You can implement the FullStory Delegate protocol FSDelegate to be notified about the session lifecycle.


// File: Appdelegate.m

// Set the FS delegate in `didFinishLaunchingWithOptions`
FS.delegate = self;

// Implement the optional methods
- (void)fullstoryDidTerminateWithError:(NSError *)error {}
- (void)fullstoryDidStartSession:(NSString *)sessionUrl {}
- (void)fullstoryDidStopSession {}



Identify is used to associate your own application-specific id with the active user.


NSString *userId = @"13ff474bae77"; // replace with your user’s Id
NSDictionary *info = @{
@"email": @"",
@"displayName": @"Shopping User"

[FS identify:userId userVars:info];


In order for FullStory to be imported and used in Swift you’ll need to make sure that you’ve configured an Objective-C bridging header and @import FullStory; in the bridging header. See Apple’s Importing Objective-C into Swift documentation for help with adding the header.

let userId = "13ff474bae77" // replace with your user’s Id
let info = ["email": "",
"displayName": "Shopping User"
FS.identify(userId, userVars: info)


Additional topics

FullStory for Mobile Apps Privacy rules

For more information about configuring privacy rules and masking, please consult our FullStory for Mobile Apps Privacy Rules guide. 

Turning mobile recording on or off

Mobile recording can be toggled on or off from Settings > Recording and Privacy > Mobile Recording. This applies across your entire FullStory account.

UI Framework Support

FullStory for Mobile Apps works best with native UIKit and with React Native applications. If you're using another framework to build your app's UI, including SwiftUI, please reach out to your Account Executive or to our Support team to make sure that we can support your use case.

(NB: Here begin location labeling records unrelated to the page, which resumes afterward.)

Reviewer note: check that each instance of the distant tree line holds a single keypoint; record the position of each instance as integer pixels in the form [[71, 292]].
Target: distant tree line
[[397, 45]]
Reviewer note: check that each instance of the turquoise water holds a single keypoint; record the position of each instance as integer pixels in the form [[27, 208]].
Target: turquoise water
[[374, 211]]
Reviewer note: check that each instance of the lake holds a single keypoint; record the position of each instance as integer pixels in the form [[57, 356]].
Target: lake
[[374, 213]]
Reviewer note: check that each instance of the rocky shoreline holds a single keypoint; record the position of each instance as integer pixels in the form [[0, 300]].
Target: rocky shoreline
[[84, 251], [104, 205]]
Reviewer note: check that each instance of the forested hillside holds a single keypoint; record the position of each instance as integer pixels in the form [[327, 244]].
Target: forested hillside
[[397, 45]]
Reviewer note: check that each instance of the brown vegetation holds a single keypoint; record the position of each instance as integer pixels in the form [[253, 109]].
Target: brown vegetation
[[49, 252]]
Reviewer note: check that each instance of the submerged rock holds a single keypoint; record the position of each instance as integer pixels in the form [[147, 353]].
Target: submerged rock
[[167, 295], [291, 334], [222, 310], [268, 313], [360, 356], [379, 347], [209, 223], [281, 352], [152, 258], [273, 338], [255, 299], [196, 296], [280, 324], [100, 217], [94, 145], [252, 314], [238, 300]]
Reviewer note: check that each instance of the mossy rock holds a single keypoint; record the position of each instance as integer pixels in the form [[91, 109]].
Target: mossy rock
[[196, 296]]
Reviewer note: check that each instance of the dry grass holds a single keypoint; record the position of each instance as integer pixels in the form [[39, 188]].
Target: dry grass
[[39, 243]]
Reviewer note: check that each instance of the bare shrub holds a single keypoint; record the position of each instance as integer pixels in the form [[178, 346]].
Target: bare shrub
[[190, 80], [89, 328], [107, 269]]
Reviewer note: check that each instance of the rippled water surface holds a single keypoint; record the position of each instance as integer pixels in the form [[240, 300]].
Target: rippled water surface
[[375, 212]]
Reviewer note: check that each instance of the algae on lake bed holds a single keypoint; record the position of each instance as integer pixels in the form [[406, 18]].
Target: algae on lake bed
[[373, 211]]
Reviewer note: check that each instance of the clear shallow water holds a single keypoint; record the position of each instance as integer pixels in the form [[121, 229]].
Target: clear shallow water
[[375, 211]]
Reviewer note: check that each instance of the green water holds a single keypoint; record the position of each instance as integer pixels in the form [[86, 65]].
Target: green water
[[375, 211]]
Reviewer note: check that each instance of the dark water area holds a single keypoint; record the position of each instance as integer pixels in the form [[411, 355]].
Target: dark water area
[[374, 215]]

Configuring domain allowlisting for WebViews

If your application makes use of WebViews, you must explicitly allowlist any domain you wish to record within a WebView. For security and privacy reasons, you should only allowlist domains which are under your control. Wildcards and subdomains are supported using the same scheme as Web domain settings. The key difference between the Web and Mobile settings is that while domain allowlisting is optional on Web, it is mandatory on Mobile if you wish to record content within WebViews. If your application doesn’t use WebViews or you don’t care to record within WebViews, you can safely ignore this section.

These settings can be configured from Settings > Recording and Privacy > Mobile Recording.

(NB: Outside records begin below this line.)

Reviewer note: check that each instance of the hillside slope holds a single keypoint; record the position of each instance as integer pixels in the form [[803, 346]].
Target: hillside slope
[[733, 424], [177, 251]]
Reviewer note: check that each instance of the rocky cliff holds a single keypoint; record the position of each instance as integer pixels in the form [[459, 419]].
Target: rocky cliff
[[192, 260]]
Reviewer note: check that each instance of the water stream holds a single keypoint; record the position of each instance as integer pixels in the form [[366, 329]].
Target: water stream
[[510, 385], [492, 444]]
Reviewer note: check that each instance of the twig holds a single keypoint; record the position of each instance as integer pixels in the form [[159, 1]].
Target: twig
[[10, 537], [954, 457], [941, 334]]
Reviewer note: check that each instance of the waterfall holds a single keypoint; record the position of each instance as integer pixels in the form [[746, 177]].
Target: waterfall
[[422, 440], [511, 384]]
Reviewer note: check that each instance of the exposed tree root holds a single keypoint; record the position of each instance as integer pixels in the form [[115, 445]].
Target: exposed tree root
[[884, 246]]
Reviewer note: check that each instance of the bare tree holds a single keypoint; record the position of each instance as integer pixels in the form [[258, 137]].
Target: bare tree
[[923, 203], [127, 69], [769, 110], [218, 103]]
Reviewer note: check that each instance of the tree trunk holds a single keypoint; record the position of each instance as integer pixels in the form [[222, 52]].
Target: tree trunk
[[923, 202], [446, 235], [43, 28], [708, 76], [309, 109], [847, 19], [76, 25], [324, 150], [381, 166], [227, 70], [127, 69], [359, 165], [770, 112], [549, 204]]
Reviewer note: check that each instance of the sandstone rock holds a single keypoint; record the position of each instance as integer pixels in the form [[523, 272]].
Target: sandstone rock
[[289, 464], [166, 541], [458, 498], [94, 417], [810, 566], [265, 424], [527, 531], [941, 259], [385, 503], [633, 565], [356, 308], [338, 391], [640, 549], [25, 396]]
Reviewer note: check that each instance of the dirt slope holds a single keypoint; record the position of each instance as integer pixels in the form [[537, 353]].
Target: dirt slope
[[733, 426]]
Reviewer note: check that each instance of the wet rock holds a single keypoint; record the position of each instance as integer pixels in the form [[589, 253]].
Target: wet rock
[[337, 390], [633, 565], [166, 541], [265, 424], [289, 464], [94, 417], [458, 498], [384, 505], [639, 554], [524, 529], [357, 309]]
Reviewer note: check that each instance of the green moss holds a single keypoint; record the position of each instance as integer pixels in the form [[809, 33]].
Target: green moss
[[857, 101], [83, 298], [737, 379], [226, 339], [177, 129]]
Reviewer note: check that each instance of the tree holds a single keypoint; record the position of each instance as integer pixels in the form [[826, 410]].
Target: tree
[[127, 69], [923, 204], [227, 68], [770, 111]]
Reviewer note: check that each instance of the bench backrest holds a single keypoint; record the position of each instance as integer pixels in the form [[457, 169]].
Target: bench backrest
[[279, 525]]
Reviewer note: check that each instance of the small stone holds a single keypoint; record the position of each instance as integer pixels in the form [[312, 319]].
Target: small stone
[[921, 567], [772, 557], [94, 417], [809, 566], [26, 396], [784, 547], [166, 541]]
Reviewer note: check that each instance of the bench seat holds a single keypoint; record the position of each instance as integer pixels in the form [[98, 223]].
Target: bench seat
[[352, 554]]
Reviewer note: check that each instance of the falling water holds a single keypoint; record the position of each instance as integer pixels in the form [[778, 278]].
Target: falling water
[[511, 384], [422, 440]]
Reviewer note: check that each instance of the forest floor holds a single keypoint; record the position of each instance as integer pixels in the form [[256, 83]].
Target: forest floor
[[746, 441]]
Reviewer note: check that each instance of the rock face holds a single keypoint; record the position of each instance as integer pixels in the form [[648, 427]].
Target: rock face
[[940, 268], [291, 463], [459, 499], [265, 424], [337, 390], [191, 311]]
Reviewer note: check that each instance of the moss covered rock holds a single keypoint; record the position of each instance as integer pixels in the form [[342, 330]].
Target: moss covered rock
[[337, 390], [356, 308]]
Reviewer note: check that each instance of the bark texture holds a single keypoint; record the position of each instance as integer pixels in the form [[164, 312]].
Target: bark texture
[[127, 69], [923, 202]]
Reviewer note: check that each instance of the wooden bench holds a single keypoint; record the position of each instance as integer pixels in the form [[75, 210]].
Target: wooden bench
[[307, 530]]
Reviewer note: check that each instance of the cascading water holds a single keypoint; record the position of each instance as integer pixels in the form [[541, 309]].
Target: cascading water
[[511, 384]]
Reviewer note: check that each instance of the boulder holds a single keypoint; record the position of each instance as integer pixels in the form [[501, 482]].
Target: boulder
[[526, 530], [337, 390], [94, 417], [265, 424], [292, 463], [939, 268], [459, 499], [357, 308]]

How you can integrate FullStory Logs with your iOS App Logging Framework

Recording Logs can help you troubleshoot app issues, as well as uncover unintended behavior. In this guide, we're going to review a few popular logging frameworks and how you can integrate them with FullStory.

Impact on App Size

For apps downloaded from the App Store, FullStory’s framework adds ~ 9MB to your uncompressed app size on device but only ~ 2.8MB to your compressed download size. (Note that compression rates can vary by app.)

Since iOS 9.0 when App Thinning was introduced, the App Store will automatically slice your app into different variants for all devices targeted. In each variant, executables and resources for unsupported architectures or screen sizes are automatically removed.

If your app targets both 32-bit and 64-bit devices (true for iOS 10 or earlier), your App Store submission will include both armv7 and arm64 versions of FullStory.framework (~ 18MB, uncompressed). However, when your users download your app, they’ll only receive the version of FullStory.framework that matches their device (~ 9MB, uncompressed).

Note that FullStory.framework will occupy more space in developer builds. We ship a universal framework that includes a variant for each architecture we support. Currently, that’s arm64, armv7, and x86_64. The full universal framework adds ~ 29MB uncompressed to your app, but that’s because app thinning / slicing doesn’t happen for developer builds.